Tshering Namgyal | Banjar

Three years after a dry land irrigation scheme was implemented through a dry land irrigation network project, farmers of Lebi Tokari Pam in Tsamang, Mongar, are still waiting for water to reach their fields.

The gewog administration and agriculture extension office is executing the project departmentally.

Villagers said the irrigation scheme is expected to benefit at least 40 households, including the 13 permanent residents, with a total land holding of about 80 acres of fields.

They said they could not irrigate their lands because of a years-long acute water shortage.

Gewog officials said that through the project, water is being trapped from a clean stream at Meralung water source and taken through 5km of a pipeline distribution network to the fields.

They said water will then be catered through individual reservoirs for both irrigation and drinking purposes.

However, farmers are still sceptical about the progress of the work.

They said they have contributed labour for more than two years.

A farmer, Tenzin, said each household contributed labour for more than a month and carried materials from the road.

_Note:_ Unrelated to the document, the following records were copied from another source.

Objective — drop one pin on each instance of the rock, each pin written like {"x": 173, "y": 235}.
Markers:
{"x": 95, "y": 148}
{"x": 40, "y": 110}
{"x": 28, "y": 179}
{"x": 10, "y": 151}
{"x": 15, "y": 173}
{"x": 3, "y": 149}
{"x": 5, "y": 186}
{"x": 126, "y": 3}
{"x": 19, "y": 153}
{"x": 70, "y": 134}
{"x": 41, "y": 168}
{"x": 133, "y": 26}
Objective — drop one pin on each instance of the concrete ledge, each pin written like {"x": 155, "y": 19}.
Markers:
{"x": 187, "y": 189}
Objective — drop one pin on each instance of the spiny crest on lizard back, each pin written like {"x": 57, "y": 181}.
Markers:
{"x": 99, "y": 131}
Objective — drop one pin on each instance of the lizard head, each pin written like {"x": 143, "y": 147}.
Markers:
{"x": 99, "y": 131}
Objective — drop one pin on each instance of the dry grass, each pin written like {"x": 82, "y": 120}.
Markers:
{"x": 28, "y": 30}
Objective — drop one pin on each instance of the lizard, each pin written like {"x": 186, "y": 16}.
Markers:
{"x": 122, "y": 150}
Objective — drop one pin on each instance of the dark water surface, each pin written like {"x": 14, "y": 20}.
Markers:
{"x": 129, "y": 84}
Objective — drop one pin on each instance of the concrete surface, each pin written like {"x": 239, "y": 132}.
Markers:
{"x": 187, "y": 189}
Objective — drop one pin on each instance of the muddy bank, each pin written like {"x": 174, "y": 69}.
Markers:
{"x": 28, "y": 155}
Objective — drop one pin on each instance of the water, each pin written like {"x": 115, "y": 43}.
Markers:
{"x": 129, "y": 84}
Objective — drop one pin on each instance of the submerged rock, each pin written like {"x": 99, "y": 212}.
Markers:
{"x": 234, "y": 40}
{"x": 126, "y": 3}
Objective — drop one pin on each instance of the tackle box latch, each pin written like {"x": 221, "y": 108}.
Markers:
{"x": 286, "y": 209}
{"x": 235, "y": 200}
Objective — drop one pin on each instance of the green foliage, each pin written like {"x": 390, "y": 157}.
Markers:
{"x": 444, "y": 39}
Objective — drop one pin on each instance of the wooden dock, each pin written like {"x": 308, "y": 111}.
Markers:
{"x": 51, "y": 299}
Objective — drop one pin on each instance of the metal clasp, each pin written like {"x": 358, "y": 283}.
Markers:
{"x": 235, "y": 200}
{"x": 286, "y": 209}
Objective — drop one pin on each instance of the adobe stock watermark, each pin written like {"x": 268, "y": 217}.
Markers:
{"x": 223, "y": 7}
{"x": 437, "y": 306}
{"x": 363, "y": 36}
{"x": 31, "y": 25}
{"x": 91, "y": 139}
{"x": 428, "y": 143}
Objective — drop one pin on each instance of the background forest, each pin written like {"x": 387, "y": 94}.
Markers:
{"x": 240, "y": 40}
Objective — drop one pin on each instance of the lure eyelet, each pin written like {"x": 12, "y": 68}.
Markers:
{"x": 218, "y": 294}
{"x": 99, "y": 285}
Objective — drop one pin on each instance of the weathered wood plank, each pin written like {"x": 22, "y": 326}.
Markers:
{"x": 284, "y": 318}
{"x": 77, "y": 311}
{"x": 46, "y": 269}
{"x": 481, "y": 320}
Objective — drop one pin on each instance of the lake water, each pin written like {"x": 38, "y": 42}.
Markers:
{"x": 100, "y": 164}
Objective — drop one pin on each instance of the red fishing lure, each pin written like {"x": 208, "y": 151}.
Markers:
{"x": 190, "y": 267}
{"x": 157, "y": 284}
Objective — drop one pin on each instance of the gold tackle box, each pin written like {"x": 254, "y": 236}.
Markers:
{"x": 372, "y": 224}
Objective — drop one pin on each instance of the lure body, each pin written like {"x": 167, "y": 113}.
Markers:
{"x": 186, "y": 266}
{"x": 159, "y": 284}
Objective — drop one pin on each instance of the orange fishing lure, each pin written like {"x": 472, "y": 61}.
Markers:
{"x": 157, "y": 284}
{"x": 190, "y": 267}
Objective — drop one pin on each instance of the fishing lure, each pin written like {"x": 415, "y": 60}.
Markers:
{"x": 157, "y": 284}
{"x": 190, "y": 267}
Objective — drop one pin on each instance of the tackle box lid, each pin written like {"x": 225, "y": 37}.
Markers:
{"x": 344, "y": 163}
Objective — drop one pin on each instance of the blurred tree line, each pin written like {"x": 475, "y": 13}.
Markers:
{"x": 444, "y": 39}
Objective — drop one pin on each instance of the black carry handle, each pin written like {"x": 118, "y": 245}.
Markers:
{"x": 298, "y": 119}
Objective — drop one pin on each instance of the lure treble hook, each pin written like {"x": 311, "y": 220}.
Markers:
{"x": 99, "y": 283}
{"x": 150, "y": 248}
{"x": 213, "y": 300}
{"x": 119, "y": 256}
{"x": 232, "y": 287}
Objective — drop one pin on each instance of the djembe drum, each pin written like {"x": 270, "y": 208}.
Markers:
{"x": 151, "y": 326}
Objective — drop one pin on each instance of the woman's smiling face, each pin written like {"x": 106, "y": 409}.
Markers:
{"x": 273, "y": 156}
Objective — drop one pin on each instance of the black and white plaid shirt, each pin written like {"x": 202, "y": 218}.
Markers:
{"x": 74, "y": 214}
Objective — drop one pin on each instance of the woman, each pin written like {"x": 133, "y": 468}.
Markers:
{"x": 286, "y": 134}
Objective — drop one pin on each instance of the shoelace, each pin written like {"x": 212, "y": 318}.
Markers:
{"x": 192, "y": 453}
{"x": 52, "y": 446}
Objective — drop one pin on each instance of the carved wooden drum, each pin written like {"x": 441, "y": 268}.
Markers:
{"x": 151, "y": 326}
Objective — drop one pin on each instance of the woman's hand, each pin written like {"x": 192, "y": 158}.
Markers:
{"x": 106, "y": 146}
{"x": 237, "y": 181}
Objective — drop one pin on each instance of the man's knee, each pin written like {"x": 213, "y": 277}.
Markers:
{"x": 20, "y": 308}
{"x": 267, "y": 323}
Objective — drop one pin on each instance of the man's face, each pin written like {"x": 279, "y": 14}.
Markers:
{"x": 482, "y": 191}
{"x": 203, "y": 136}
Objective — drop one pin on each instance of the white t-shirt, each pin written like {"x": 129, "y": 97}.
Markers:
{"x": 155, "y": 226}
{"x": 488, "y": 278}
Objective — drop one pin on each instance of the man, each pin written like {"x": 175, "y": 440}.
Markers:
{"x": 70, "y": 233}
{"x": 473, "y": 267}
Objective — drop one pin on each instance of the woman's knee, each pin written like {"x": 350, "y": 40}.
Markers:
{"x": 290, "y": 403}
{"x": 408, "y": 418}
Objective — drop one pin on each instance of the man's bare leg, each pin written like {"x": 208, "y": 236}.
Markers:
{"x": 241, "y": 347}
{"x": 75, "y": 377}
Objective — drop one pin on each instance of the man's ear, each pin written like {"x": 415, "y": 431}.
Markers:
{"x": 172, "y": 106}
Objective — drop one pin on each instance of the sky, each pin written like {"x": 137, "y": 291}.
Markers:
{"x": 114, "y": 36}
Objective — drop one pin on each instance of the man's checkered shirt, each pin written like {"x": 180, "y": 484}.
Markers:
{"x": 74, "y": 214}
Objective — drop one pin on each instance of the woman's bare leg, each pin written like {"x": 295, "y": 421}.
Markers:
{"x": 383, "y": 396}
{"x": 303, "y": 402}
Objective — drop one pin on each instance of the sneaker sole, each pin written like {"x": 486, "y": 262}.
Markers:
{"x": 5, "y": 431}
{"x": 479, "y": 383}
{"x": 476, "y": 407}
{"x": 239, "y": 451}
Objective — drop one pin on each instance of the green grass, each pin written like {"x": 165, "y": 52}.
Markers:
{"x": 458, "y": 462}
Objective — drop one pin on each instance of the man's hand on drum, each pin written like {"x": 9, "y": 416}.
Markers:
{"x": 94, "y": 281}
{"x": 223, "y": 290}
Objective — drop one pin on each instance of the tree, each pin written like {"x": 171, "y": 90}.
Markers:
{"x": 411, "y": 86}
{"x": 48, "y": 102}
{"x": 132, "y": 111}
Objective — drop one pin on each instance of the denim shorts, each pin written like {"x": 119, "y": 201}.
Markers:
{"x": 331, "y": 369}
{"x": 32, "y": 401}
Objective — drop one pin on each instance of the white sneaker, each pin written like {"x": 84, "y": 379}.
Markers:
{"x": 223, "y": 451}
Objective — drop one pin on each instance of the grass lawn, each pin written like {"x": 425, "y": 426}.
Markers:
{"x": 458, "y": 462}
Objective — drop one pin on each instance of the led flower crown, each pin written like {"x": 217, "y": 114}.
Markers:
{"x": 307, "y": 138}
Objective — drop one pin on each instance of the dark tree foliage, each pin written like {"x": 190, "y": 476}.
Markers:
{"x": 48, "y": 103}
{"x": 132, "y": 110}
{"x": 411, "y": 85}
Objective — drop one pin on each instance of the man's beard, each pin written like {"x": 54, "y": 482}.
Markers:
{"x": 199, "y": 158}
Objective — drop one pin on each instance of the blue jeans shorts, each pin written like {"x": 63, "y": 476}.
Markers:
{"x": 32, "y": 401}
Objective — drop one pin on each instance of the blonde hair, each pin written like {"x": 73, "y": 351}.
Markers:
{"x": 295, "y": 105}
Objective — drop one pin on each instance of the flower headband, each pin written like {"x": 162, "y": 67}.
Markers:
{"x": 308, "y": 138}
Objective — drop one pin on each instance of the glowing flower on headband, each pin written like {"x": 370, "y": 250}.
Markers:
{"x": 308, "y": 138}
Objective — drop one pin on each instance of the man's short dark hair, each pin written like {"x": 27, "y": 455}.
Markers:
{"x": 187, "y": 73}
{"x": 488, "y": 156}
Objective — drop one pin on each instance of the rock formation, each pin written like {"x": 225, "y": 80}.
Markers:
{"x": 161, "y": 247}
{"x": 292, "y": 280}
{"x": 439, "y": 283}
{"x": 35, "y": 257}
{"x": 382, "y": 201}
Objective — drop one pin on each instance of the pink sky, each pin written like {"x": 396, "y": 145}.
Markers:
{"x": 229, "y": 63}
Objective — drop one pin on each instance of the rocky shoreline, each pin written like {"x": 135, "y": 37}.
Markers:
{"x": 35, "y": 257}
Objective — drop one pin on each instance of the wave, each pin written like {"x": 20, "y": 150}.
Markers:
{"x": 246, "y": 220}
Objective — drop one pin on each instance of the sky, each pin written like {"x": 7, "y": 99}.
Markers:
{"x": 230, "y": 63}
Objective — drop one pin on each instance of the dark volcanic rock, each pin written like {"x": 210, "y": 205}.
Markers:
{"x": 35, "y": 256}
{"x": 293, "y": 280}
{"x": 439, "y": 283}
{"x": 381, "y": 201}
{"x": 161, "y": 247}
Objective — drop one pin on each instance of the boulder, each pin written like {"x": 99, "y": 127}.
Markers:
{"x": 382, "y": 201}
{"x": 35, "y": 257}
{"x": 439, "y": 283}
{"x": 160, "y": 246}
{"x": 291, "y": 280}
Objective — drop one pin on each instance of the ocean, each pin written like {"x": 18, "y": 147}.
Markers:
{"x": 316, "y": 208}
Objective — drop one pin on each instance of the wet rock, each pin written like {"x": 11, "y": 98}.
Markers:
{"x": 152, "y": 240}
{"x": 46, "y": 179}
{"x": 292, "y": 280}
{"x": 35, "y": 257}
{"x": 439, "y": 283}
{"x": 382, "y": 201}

“We’d hire pickup trucks to transport materials like pipes, sand, cement, and iron that have been dropped at the gewog centre, paying Nu 800 per trip. We’ve constructed the reservoir ourselves by hiring labourers,” he said.   

“But the water has not reached our field.”

The materials have been procured from the total project budget of Nu 1.6 million through the climate-resilient agriculture project.

Farmers said work has been stalled due to a lack of adequate materials and technical experts at the site.

“Pipes and iron rods are not enough. They provide only three rods for the construction of a three cubic metre water reservoir tank when the requirement expert recommends at least 26 rods for the given tank size,” a farmer, Dorji, said.

Villagers also said they did most of the tank construction work themselves without a dedicated engineer to supervise or a plumber to assist at the site.

They said that even if a plumber comes, he spends just a day or two at the site and returns to the dzongkhag headquarters.

Meanwhile, out of the 21 households that have constructed water tanks at present, many have not been able to construct lids, and about 20 households did not receive pipes for internal distribution.

Villagers claimed that the pipeline distribution also has alignment problems at a certain point and they are worried if water will pass through it to their reservoir tanks.

“There’s a serious issue with everything in this project right from the material supply to the monitoring. We don’t know who will compensate us for our weeks of labour? We need somebody to monitor the work properly as per the estimates and design,” Dorji said. “The project should be completed soon, too.”

Due to management issues, residents complained that two truckloads of sand unloaded beside the road had been washed away by the summer rain.

They also said bags of cement are damaged near the gewog centre.

Meanwhile, the Royal Audit Authority (RAA) had also issued a series of memos related to the work such as non-reconciliation of financial statements amounting to Nu 23,027, irregular fund balances under the refundable deposit amount of Nu 94,000, and non-adherence to the standing circular on the purchase of HDPE pipes that amount to Nu 24,945, which the gewog administration is required to deposit into audit recoveries accounts.

The RAA had also pointed out non-ascertainment of consumption of cement due to non-maintenance of Part III for the development work and asked the gewog administration to engage the concerned site engineer and take the measurement of work being executed and record it accordingly.

Gewog officials were not available for comment.

The activity was not funded through Green-Climate Fund financing as mentioned in the print version of this article.